Through the Lens of Grace: Coming Home

Full disclosure. Repentance. Forgiveness.

Those were the three vital components necessary to begin restoring our marriage.

In those early weeks, I couldn’t look Dave in the eyes. He would come every night to be involved in dinner time, bath time and getting the girls to bed. He would leave immediately after they were in bed. Soon, he started staying for a bit and we would talk on the couch and then he would leave. It was literally like starting over even though we had been married for 6.5 years!

If we were going to restore our marriage, I knew I needed to ask him to come home. About 3 or so weeks after everything had happened, I told him it was okay to come home. We did not resume normal married life right away. He did not sleep in our bed for several more weeks.

One of the biggest things we had learned in our marriage counseling was that in order to have a God-centered, healthy marriage, there needed to be a degree of openness that wasn’t there pre-January 22nd.

We both started working intentionally on being connected emotionally and spiritually. Because Dave was entrapped in a stronghold of sin, he had not been able to be the leader of our marriage and home as God designed the man to be.

Thinking back to how our marriage was before January of 2014 just makes me so sad to think about. We didn’t really have any connection. We were more like roommates, living in the same house but not communicating much at all. After the kids were in bed, we typically went to our separate areas of the house and stayed there until we went to bed. He would go to the home office and I would go to our bedroom. I went to bed way earlier than Dave did, giving him the prime opportunity for pornography once I was in bed asleep.

I think back to those years and had anyone asked me, I would have said I had a “good” marriage. There was no abuse, we did love each other (of that I am certain) and we had two adorable daughters. I was the stay at home mom I had always dreamed of being and Dave provided well for us. So much was missing in those days though and thinking back on it now washes a deep sadness over me. No one who knew us would have ever thought our marriage was doomed for destruction.

That’s how sin works though. It enters and destroys everything in it’s wake. We were headed to destruction…and we didn’t even know it.
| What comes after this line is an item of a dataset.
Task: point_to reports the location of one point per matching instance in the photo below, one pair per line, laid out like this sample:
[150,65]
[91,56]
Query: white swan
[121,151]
I do remember we would make comments to each other every once in a while that we “needed to spend more time together”. We would try to spend time together but it felt forced and we both just wanted to get back to our individual past times.

I guess you could say that in the depths of my heart, I always felt like something was “off” but I could never pinpoint what and it wasn’t off enough for me to think that something was necessarily “wrong” because I felt like I had a “good” marriage! Dave had also become a mastermind in fooling me and covering up his shenanigans…so I had no suspicions until January.

We were wallowing towards destruction but PRAISE GOD, He intervened. While January 22, 2014, was the darkest day of my life, I can look back now and see that it was in that darkest hour that Light was beginning to shine on an extremely bleak situation.

God had essentially brought Dave to the bottom of the pit and was giving him a second chance at living life as a man of God and the leader of his wife and children.

Dave had a choice to make – a choice that would impact not only himself but his wife, two daughters and a baby boy that we did not yet know would be our son. A lot was at stake on January 22nd and that dark day was just the beginning of a whole slew of miracles we were on the horizon of experiencing!

Dave was making choices daily that showed me he was choosing God and his family over the sin he had been indulging in for the past several years. However, that did not take away the pain of betrayal and long road of rebuilding trust that lay before us.

There was lots still to do to restore our marriage and the road ahead was filled with numerous uncertainties.